Aujourd’hui, je crois que nous n’avons plus rien vis-à-vis des impôts, de la CNPS. Nous nous sommes mis en règle. D’ailleurs, on a eu les dernières discussions récemment, pour évaluer ce qui restait. Je crois que nous avons tout régularisé. Donc, voilà la situation ! La chambre n’est redevable de personne. Nous sommes d’ailleurs en train de faire un travail de fond qui peut donner l’impression aux retraités qu’ils ne sont pas pris en compte, parce que dans le passé, la chambre n’avait pas les moyens de payer l’ensemble de leurs droits une fois pour les libérer… Nous travaillons actuellement de manière à les libérer une fois.

S’agissant des salaires et autres, la chambre paye ces salaires régulièrement. Je crois d’ailleurs que nous sommes parmi ceux qui payent les salaires le mieux. Nous n’avons aucun arriéré de salaire à la Chambre d’Agriculture. Nous avons réglé toutes ces questions-là. Nous avons même fait des recrutements sur recommandation du CONSUPE et nous payons ces gens-là, parce qu’au moment où nous arrivons, nous avons deux ingénieurs : un agronome et un vétérinaire. On ne pouvait pas évoluer ainsi. Le CONSUPE nous a recommandé de refaire les organigrammes et de procéder aux recrutements des personnels dans les postes clés. Sans en abuser. D’ailleurs, les besoins sont énormes…

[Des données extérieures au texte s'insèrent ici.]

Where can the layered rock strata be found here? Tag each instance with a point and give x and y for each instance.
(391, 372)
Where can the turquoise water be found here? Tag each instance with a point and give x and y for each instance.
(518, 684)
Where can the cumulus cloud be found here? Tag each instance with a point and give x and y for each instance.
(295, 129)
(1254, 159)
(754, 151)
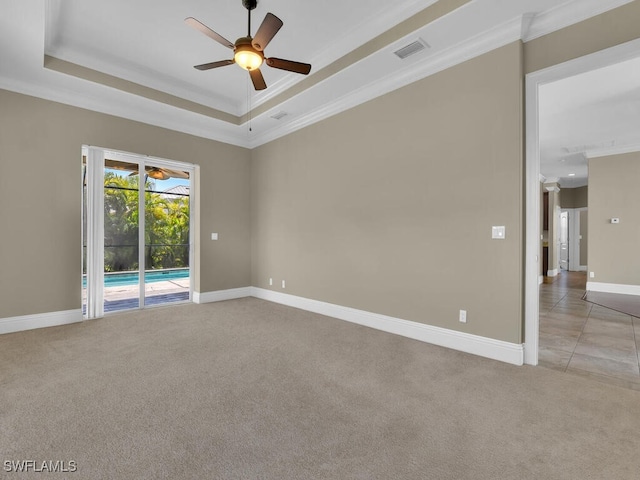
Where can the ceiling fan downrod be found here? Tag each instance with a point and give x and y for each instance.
(249, 5)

Optimiste… Quelle est l’ambition pour le futur ?

Je voudrais dire aux Camerounais et à tous ceux qui peuvent être intéressés par la chambre que le Président de la République a mis entre leurs mains un instrument majeur,vpour une contribution significative au développement des secteurs qui sont les nôtres. Il faut apprendre à la connaître, la côtoyer et cette chambre, au moment où nous avons fait beaucoup de réformes que j’ai évoquées, elle est devenue pour nous un instrument qui vit et qui réalise des prestations découlant de son organisation sur le terrain.

J’invite donc les Camerounais à venir nous rencontrer, voir la chambre, voir ce que nous faisons au niveau central, régional ou dans nos écoles. Cette invitation va beaucoup plus auprès des jeunes et des femmes. Le Président de la République a placé son septennat sur la politique d’encadrement des jeunes et des femmes. Et nous avons des dispositifs pour emmener ces jeunes et femmes vers des opportunités techniques et financières pour qu’ils puissent réaliser leurs activités. Nous pouvons changer beaucoup de choses avec la Capef.